HARD RESETIN THE LOOP

Pourquoi laisser les retraités américains profiter des rendements de nos startups ?

💥 Hard Reset : pour en finir avec les mythes de la tech
📤 Vous pouvez m'adresser vos réactions à richard@decode.media

Les chiffres sont connus, et malgré de multiples prises de positions, peu challengés par les politiques. La répétition est donc nécessaire et rappelons à nouveau que les fonds de pension européens gèrent actuellement plus de 3 000 milliards d’euros d’actifs, et moins de 0,05 % de cette somme est investie dans le capital-risque, quand aux États-Unis, les fonds de retraite y allouent jusqu’à 15 % de leurs portefeuilles.

Le résultat est que les profits générés par les startups européennes, celles que l’on finance, que l’on forme et que l’on subventionne, sont captés par des investisseurs américains. Ainsi, chaque licorne européenne financée par des fonds étrangers représente une part de création de valeur qui échappe aux Européens et finance les retraites californiennes, tandis que les épargnants européens restent cantonnés à des placements à faible rendement.

Le problème n’est pas un manque de capital, mais d’allocation. L’Europe dispose de l’épargne la plus abondante dans le monde, mais celle-ci reste immobilisée dans la dette publique, l’immobilier institutionnel ou encore les obligations souveraines. Autant d’actifs qui sécurisent le présent, mais ne construisent pas l’avenir.

Si les fonds de pension européens allouaient ne serait-ce que 1 % de leurs actifs au capital risque, 30 milliards d’euros seraient disponibles chaque année pour financer les technologies stratégiques du continent, soit l’équivalent de trois programmes Horizon Europe entièrement dédiés à la croissance des entreprises, et cela sans créer un seul nouvel impôt.

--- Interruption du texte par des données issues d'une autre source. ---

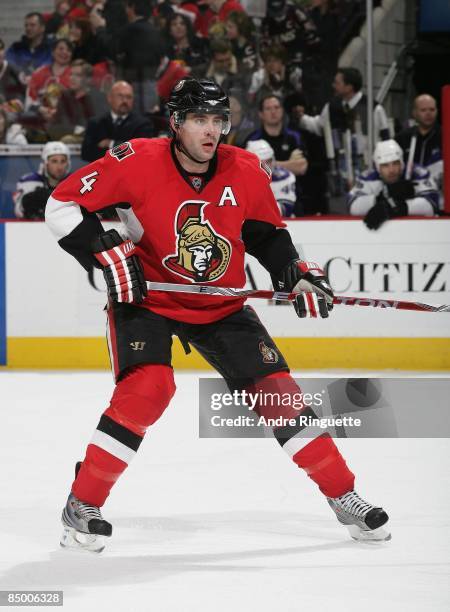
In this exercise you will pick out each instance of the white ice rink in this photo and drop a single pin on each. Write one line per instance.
(212, 524)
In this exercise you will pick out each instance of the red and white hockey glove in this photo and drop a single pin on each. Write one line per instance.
(317, 296)
(122, 268)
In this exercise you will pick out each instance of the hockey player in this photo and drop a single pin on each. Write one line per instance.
(194, 207)
(283, 181)
(33, 189)
(388, 192)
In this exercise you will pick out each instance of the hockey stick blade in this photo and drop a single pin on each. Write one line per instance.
(340, 300)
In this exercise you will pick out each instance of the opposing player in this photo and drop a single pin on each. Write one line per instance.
(283, 181)
(390, 191)
(33, 189)
(195, 207)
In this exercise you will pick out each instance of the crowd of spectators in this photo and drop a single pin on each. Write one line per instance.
(98, 72)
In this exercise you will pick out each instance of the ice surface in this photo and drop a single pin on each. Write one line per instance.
(210, 524)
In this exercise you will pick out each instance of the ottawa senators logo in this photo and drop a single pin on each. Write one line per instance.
(121, 151)
(202, 254)
(269, 354)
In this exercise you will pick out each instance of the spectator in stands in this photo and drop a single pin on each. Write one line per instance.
(285, 142)
(389, 191)
(283, 182)
(183, 45)
(288, 25)
(12, 91)
(33, 50)
(276, 76)
(167, 8)
(140, 52)
(218, 11)
(343, 124)
(77, 104)
(118, 125)
(240, 32)
(86, 45)
(45, 89)
(11, 133)
(57, 23)
(223, 67)
(241, 124)
(33, 190)
(422, 144)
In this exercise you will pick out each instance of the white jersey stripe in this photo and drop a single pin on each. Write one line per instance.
(112, 446)
(302, 439)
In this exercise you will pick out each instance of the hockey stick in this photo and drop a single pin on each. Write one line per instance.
(290, 297)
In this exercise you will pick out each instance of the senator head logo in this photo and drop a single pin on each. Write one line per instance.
(201, 253)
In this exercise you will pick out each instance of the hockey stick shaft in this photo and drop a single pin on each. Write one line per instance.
(290, 297)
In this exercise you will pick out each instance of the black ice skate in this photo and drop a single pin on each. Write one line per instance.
(84, 526)
(364, 521)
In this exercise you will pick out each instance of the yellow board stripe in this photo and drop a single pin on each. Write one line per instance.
(300, 353)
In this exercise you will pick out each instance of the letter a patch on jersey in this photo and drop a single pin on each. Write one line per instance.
(122, 151)
(266, 167)
(227, 198)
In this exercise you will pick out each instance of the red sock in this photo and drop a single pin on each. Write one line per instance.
(325, 465)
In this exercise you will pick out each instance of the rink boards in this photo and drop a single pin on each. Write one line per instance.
(51, 312)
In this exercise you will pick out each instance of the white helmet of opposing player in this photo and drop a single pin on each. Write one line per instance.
(387, 151)
(54, 148)
(261, 148)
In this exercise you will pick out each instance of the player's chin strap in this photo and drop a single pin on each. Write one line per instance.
(182, 149)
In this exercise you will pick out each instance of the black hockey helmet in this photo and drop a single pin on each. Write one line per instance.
(199, 95)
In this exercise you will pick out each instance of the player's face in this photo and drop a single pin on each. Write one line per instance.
(200, 134)
(33, 28)
(57, 166)
(425, 111)
(178, 28)
(391, 172)
(231, 30)
(121, 99)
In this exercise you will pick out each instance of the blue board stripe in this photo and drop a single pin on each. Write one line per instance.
(2, 296)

La frilosité des fonds de pension européens tient à une culture du risque désalignée avec les cycles d’innovation qui conduit les gestionnaires d’actifs à préférer la stabilité comptable à la volatilité stratégique. Les cadres prudentiels, que ce soit Solvabilité II, IORP II, etc,  renforcent cette aversion et pénalisent mécaniquement les actifs non cotés, tout en compressant la prise de risque dans des corridors réglementaires étroits.

Le capital risque ne doit pas être présenté comme une spéculation, mais comme une source de diversification et de rendement long terme qui permet de financer des actifs réels : entreprises, brevets, emplois, usines, technologies stratégiques.

D’autant que la question du financement des startups est indissociable de celle de la souveraineté économique: comment prétendre défendre une Europe indépendante sur les plans technologique et énergétique si ses propres innovations sont financées et valorisées ailleurs ?

Certains pays ont déjà compris cette logique et montrent qu’il est possible d’allier prudence institutionnelle et soutien à l’innovation. Ainsi les Pays-Bas et la Suède allouent plusieurs milliards d’euros au capital-risque via leurs fonds de pension, quand le Canada et la Norvège ont fait du non-coté un pilier de leur politique d’investissement.

Tant que les fonds de pension européens n’investiront pas dans leurs propres entreprises, l’Europe continuera de financer la croissance et les retraites d’autres continents. Le jour où elle réorientera son épargne vers l’innovation qu’elle créée, elle cessera d’exporter sa valeur, et commencera enfin à capitaliser sur son avenir.